Am I Getting Better? Or, Am I Just Used to Being Sick?

Updated: Jun 7, 2020

I remember in 2013 lying in bed dreaming of being able to do one simple thing:  grocery shop with my kids.  That probably sounds ridiculous, but grocery shopping with my two little ones was a simple activity I’d taken for granted up to the point I could no longer do it.  When you’re bedridden with a chronic illness, you begin to look back fondly on even the simplest of things you can no longer do that you once took for granted.

Each week during that time, my mom would drive me to and from my doctor appointments.  And each week on the drive there and back, we would pass the same grocery store.  I always wondered as we passed if those people going in and out with their kids appreciated what they could do.  I wondered if, while they were stressed navigating other shoppers, a crowded parking lot, the poor weather, they appreciated their ability to be there doing it.  The thought made me feel very empty.

Over time, as I improved, I was eventually able to get back to the grocery store.  At first, I went just a few times with my mom, and it was difficult.  We went on random days because my health was unpredictable.  I’d waddle through a few of the aisles wrought with brain fog and depleted of energy, using the shopping-cart as a walker.  Gradually, over more time, I went alone. And then, finally one day, I progressed to going alone with my kids.

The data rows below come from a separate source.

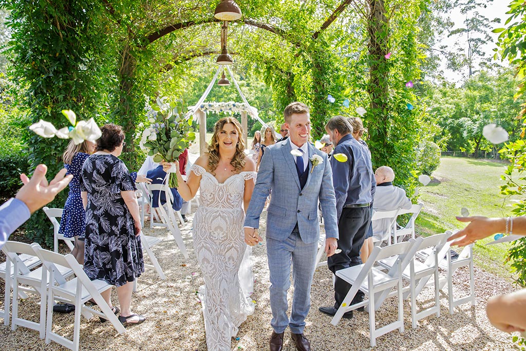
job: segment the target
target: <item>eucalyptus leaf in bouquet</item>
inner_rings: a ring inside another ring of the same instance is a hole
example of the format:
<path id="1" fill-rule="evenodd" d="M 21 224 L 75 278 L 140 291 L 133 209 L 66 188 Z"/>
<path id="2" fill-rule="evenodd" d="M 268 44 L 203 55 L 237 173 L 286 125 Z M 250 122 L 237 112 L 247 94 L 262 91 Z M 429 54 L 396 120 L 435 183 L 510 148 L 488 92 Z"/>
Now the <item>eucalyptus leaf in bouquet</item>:
<path id="1" fill-rule="evenodd" d="M 167 97 L 158 97 L 145 107 L 149 125 L 140 134 L 139 145 L 154 161 L 175 162 L 196 138 L 193 117 L 185 119 L 183 104 Z M 169 176 L 170 187 L 177 186 L 177 177 Z"/>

Wow, what an accomplishment, right??  It truly was.  But, for some reason it didn’t really feel that way.


I’d slowly developed a very self-defeating habit, one which you may have developed as well.  I was always moving the bar on myself, such that I would rarely feel good about where I was in the moment.


I’d slowly developed a very self-defeating habit, one which you may have developed as well.  I was always moving the bar on myself, such that I would rarely feel good about where I was in the moment.  I still felt sick when my goal was to feel well. So, I was always losing, even when I was making progress.

In the beginning of my recovery, I would beat myself up over not being able to get out of bed, drive to the store, walk down the aisle, and purchase something–however minimal.  Then, once I’d gotten over the hurdle of being able to GET to the store, I would beat myself up because I could only traverse a single aisle, relying heavily upon the cart to get around.  Then, when I was able to navigate more aisles and also bring my children with me, I would beat myself up for having to walk so slowly to get through the store.  No matter where I was on the spectrum of recovery, I felt I was a failure because I was always struggling.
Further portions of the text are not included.